Looking back over the 2013 Legislative session, it looks like I’ll be taking the “sandwich approach.”
First, I’d like to lay on some genuine thanks. Thank you for supporting full-day kindergarten and early-childhood education scholarships. Thank you for providing in-state tuition to undocumented Minnesota students dreaming of citizenship and contributing to our community.
Thanks for giving me a reason to dye my shoes, as friends in same-sex relationships will be allowed to marry.

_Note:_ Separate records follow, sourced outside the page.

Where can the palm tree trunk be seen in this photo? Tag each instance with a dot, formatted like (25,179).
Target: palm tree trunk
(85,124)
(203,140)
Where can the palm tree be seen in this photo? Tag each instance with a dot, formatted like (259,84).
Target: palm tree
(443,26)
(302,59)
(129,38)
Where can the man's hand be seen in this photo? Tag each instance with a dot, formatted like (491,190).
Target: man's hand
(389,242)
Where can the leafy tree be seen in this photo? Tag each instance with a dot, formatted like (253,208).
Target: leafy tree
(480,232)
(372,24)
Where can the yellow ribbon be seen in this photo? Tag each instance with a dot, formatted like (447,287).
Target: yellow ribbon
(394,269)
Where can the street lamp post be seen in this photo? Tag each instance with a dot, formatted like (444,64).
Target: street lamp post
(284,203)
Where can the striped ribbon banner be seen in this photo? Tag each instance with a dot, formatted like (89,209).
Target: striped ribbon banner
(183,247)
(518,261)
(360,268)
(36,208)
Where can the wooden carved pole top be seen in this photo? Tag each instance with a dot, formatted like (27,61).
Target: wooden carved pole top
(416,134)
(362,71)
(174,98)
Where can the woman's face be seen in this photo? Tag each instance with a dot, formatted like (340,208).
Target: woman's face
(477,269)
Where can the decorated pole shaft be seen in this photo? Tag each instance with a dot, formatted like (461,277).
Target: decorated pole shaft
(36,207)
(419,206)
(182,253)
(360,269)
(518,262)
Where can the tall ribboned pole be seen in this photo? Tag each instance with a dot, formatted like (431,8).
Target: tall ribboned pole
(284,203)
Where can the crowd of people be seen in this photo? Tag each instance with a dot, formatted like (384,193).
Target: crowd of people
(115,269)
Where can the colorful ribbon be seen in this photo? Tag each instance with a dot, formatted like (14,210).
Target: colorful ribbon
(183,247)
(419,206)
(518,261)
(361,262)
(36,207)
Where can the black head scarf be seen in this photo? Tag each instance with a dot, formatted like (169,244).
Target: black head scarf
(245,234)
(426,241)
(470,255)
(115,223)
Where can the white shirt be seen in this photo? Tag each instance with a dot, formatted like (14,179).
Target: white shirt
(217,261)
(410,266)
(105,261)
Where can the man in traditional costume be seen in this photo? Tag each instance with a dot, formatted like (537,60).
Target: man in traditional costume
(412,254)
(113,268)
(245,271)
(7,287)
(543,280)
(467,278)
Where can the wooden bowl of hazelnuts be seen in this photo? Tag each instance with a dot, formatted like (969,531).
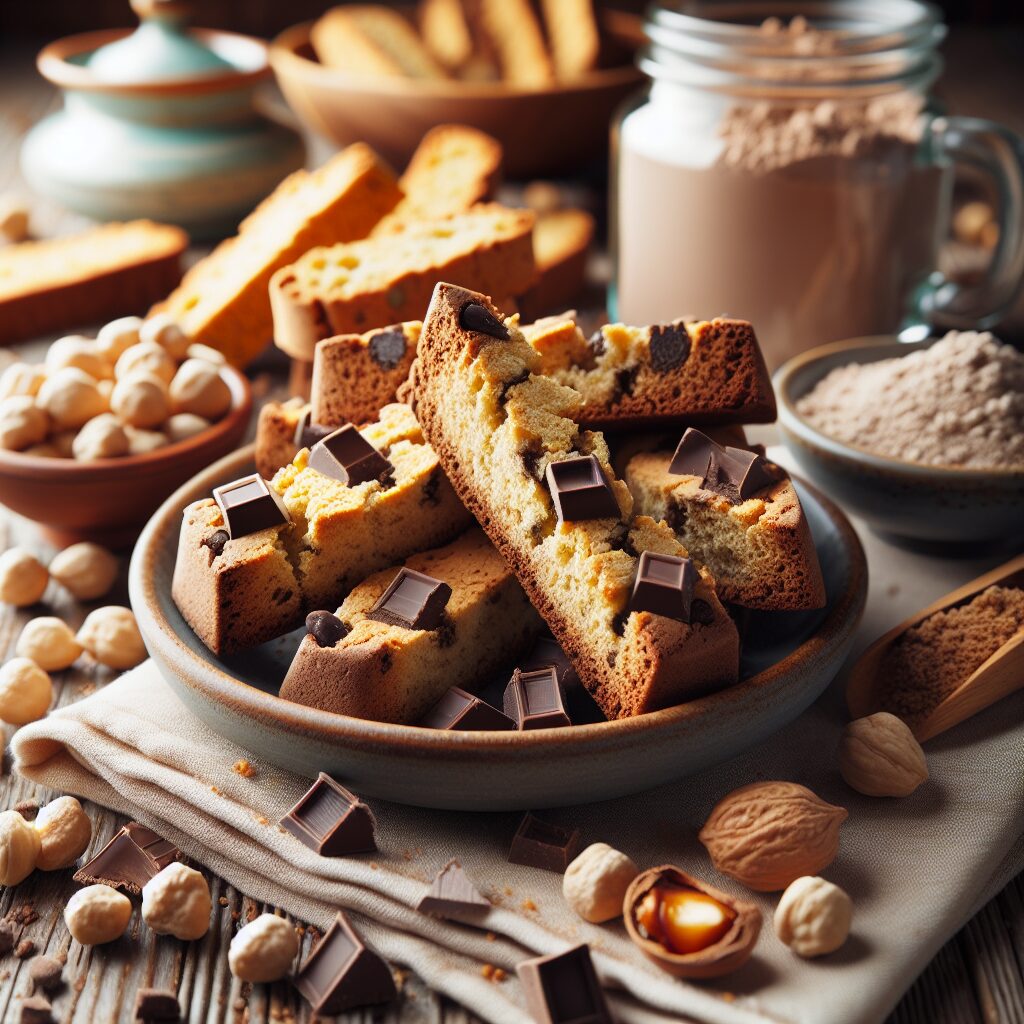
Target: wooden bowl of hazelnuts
(93,439)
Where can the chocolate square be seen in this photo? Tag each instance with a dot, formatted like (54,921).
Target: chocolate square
(580,491)
(664,586)
(332,820)
(346,456)
(250,505)
(413,600)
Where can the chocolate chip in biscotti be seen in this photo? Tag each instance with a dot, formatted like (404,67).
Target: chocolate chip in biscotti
(326,628)
(475,316)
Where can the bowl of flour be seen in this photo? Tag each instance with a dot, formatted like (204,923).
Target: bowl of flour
(925,441)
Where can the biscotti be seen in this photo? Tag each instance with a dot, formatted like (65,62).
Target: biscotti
(349,289)
(506,437)
(101,273)
(394,669)
(222,300)
(707,372)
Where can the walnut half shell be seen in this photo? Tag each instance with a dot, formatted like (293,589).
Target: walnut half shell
(728,953)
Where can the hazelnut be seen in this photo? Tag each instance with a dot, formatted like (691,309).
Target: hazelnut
(145,357)
(26,691)
(176,901)
(18,848)
(198,387)
(96,914)
(101,437)
(22,423)
(596,882)
(813,916)
(49,642)
(85,569)
(263,950)
(65,830)
(23,578)
(163,330)
(72,398)
(116,337)
(140,399)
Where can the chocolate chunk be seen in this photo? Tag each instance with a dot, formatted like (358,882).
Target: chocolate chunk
(387,347)
(459,710)
(346,456)
(563,988)
(414,601)
(326,628)
(664,586)
(670,347)
(250,505)
(341,973)
(539,844)
(129,860)
(332,820)
(454,896)
(535,699)
(580,491)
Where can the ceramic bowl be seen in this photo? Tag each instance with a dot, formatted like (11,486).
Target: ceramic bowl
(910,502)
(109,500)
(543,131)
(788,659)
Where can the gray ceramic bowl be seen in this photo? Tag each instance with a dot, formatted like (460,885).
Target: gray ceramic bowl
(908,501)
(788,660)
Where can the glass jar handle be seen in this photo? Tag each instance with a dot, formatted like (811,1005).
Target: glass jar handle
(998,154)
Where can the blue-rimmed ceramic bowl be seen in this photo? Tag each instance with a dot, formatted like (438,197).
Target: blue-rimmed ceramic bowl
(907,501)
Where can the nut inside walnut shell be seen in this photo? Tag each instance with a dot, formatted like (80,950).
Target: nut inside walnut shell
(726,952)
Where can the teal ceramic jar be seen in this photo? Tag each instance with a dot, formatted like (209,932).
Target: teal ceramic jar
(160,123)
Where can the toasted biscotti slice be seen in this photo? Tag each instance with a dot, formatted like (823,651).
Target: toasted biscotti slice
(389,672)
(497,425)
(372,39)
(222,300)
(706,372)
(351,288)
(759,549)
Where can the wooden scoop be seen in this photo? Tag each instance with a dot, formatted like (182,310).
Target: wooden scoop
(1001,675)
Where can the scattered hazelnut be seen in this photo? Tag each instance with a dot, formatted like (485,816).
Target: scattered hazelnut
(85,569)
(22,423)
(198,387)
(145,357)
(96,914)
(26,691)
(116,337)
(596,882)
(263,950)
(880,757)
(176,901)
(140,399)
(71,396)
(65,830)
(23,578)
(813,916)
(18,848)
(49,642)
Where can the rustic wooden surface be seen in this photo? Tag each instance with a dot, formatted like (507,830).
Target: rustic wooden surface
(977,978)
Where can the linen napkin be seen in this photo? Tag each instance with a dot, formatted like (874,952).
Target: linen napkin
(916,868)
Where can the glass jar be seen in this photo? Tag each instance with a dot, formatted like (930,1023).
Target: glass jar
(792,171)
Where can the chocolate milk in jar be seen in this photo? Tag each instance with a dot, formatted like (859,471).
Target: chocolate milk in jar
(783,173)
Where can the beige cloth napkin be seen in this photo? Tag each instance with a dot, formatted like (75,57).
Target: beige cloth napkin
(916,868)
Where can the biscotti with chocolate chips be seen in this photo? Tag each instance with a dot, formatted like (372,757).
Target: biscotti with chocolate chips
(544,492)
(705,372)
(451,616)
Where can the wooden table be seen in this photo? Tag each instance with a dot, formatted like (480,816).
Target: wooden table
(977,978)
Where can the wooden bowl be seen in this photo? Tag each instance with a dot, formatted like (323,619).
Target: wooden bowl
(788,659)
(543,131)
(109,500)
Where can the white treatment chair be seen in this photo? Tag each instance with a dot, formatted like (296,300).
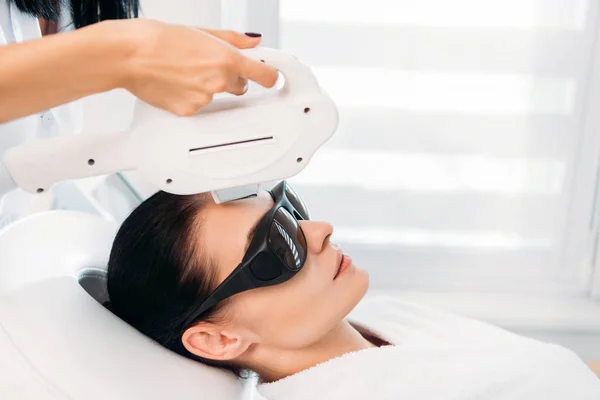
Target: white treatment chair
(56,339)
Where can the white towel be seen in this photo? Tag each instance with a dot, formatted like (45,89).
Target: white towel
(439,356)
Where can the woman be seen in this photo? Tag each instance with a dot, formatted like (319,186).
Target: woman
(256,285)
(101,46)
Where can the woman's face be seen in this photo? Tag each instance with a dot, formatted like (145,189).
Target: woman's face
(292,314)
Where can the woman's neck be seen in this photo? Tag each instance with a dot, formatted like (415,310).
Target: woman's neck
(273,364)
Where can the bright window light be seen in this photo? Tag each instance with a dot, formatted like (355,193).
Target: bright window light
(472,93)
(564,14)
(385,170)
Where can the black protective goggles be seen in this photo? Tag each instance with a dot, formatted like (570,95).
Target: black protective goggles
(276,253)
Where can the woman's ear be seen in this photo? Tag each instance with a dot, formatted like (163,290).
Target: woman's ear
(214,342)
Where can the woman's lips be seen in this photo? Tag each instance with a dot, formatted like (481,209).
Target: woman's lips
(344,264)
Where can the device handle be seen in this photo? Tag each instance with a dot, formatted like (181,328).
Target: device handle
(298,76)
(37,165)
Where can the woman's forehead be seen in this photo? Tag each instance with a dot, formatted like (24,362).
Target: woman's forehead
(225,228)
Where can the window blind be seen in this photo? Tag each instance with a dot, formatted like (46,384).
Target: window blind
(460,126)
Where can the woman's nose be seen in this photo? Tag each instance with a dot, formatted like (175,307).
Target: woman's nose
(317,235)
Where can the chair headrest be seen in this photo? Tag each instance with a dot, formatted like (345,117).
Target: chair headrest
(60,342)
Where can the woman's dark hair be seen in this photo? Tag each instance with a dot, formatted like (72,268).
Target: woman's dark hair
(84,12)
(158,276)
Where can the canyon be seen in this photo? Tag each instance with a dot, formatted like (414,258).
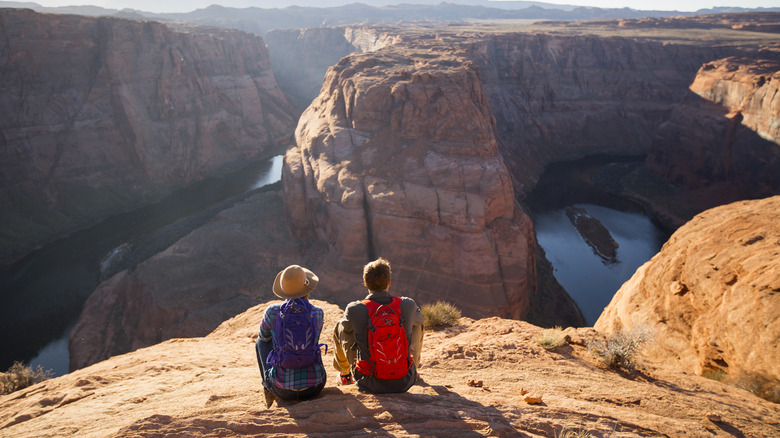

Now, a thick slice of bummer, for a lack of courage to create tighter gun-control laws, for a refusal to prioritize, despite Gov. Dayton’s written promise in 2012, equally shared parenting after divorce, and for the fact that many of our low-income children still will be turned away from hot school lunches enjoyed by their peers.
Advocates admirably fighting for these bills will be back, and I’ll be rooting for them.
Finishing up, one more piece of gratitude, for Ban the Box.
Ban the Box requires employers to remove the question, and the check box, that asks potential employees about their criminal records. Beginning Jan. 1, 2014, employers will be able to ask about criminal histories only after selecting applicants for interviews.
Clearly, our legislators realized how important it is to give people a foot in the door with an opportunity for face-to-face contact. This can mean the difference between securing a job that supports one’s family or being forced back into a life of isolation and recidivism.
Ban the Box will make our communities safer, not more dangerous. And it had strong bipartisan support.
Gov. Pawlenty signed legislation in 2009 to make Minnesota one of the first states to require public employers to wait until applicants are chosen for an interview to ask them about criminal histories.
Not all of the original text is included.